June 21, 2021

From the sacred triangle to the Pythagorean theorem | Science

From the sacred triangle to the Pythagorean theorem | Science

Long before Pythagoras (or one of his disciples) demonstrated his famous theorem, the Babylonians, the Indians and the Egyptians knew-and used effectively-the properties of the triangle of sides 3, 4 and 5, which was considered sacred. The most remarkable thing about this triangle is that the angle opposite the greater side is straight, and it is not necessary to point out the importance of the right angle in all types of measurements and constructions. In ancient Egypt, the triangle of proportions 3-4-5 most used in architecture and surveying was the one with equal sides at 15, 20 and 25 cubits respectively (about 7.5, 10 and 12.5 meters), called "isiac triangle" in honor to the goddess Isis, which was already used in the construction of the pyramid of Khafre, in the XXVI century a. C. But were the Pythagoreans who, two thousand years later, demonstrated the theorem and gave it its well-known canonical expression:

From the sacred triangle to the theorem of Pythagoras

"In every right triangle, the sum of the squares of the legs is equal to the square of the hypotenuse."

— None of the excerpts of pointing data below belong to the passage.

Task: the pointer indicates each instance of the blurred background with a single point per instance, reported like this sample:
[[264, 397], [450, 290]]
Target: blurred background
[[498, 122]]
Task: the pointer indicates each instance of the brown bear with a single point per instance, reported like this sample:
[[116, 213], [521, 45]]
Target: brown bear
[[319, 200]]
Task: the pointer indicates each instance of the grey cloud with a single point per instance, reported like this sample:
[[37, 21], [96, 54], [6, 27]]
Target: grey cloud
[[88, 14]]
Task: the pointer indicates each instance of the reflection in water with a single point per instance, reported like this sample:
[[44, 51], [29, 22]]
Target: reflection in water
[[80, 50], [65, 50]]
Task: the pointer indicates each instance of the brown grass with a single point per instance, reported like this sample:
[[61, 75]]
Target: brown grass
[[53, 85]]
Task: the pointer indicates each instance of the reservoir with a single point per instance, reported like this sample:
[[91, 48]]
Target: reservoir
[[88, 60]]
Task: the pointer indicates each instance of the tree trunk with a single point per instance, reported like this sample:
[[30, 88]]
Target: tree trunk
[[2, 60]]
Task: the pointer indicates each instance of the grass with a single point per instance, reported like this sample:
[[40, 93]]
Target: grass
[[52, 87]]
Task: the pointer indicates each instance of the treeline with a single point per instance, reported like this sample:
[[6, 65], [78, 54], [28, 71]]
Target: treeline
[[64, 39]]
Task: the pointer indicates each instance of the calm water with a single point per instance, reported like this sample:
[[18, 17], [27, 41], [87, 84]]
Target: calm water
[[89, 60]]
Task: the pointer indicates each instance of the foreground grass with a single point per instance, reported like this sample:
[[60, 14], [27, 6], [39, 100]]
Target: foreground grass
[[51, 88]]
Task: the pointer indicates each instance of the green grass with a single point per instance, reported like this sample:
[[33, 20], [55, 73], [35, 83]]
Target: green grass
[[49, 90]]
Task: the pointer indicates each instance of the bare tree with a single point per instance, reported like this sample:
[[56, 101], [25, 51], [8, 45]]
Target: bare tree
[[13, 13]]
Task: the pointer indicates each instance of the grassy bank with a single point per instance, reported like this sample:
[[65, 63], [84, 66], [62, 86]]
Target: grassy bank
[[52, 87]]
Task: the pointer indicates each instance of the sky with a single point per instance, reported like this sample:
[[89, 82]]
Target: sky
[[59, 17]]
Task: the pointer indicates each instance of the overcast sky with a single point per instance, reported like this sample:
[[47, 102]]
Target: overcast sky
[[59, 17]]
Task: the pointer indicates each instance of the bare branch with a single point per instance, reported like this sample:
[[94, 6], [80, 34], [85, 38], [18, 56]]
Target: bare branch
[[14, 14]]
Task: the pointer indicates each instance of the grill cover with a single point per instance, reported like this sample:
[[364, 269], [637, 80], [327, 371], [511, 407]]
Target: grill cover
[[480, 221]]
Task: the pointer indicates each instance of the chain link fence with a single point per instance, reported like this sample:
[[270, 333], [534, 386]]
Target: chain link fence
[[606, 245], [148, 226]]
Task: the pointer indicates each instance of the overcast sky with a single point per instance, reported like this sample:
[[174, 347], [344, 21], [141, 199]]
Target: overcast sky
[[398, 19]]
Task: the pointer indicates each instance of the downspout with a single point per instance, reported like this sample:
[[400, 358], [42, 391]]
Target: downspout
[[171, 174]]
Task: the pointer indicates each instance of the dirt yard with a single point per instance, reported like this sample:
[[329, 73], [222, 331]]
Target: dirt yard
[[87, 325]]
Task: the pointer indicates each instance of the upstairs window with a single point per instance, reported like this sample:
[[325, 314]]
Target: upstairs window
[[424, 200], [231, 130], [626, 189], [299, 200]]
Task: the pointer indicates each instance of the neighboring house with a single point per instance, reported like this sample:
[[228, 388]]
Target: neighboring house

The right angle is a fundamental element of our physical environment, to the point that the great architect Le Corbusier called it "our pact of solidarity with nature" and dedicated an extensive -and intense- poem to him; Here is a fragment:

Erect on the terrestrial plane / of understandable things, / contrasted with nature a pact / solidarity: it is the right angle. / Standing upright before the sea, / there you are on your legs

From the moment they stood on their hind legs, the first hominids had to become fully aware of the horizontal-vertical binomial, or what is the same, of the perpendicularity.

It is probable that the first demonstrations of the Pythagorean theorem were geometric, since the Pythagoreans saw it as a relation of the squares built on the three sides of the right triangle rather than as an algebraic equation. One of the most elegant demonstrations is the one that illustrates the figure (which is also represented in some very ancient Chinese documents).

From the sacred triangle to the theorem of Pythagoras

The square on the center and the one on the right are the same. The one on the right is formed by the square on the side equal to the hypotenuse and four triangles equal to the original; that of the center, by two squares of equal sides, respectively, to both legs and four triangles equal to the original; therefore, the area of ​​the largest square is equal to the sum of the areas of the two smaller ones, or what is the same, atwo + btwo = ctwo.

The proof that we frequently find in current geometry books (attributed to Pythagoras himself) is based on the similarity of triangles.

From the sacred triangle to the theorem of Pythagoras

The triangles ABC and ACH are similar because both are rectangles and have in common the angle A, and therefore their sides are proportional, then b '/ b = b / c, where btwo = cb '. They are also similar ABC and BCH, because they have in common the angle B, then a '/ a = a / c, from where atwo = ca '. Adding both equalities: atwo + btwo = ca '+ cb' = c (a '+ b') = ctwo.

From Pythagoras to Fermat

The Pythagorean formula totwo + btwo = ctwo invites us to ask ourselves what happens if we generalize it to other exponents and turn it into an + bn = cn, where n is a whole number. Well, in 1637 Pierre de Fermat he concluded that for n greater than 2 there are not three natural numbers (integers and positives) a, b, c such that this equality is met. Fermat wrote in the margin of a book that he had found an "admirable" proof of this theorem; but such a demonstration was never found, and experts assume that Fermat was wrong … or wanted to play a joke on the mathematical community. In fact, the theorem remained in a state of conjecture for three and a half centuries, until, after numerous attempts, it was demonstrated by Andrew Wiles in 1995.

"I have found a really admirable demonstration, but it does not fit in the meager margin of this book," Fermat wrote. In this, too, time proved him right: Wiles' demonstration would be difficult to fit into the margins of a book, since it occupies about 100 pages.

Master forms is a section by Carlo Frabetti dedicated to explaining the main formulas of mathematics and physics, their origin, evolution and precise meaning.

Carlo Frabetti He is a writer and mathematician, a member of the New York Academy of Sciences. He has published more than 50 scientific dissemination works for adults, children and young people, among them Damn physics, Damn mathematics or The big game. He was a screenwriter The Cristal ball.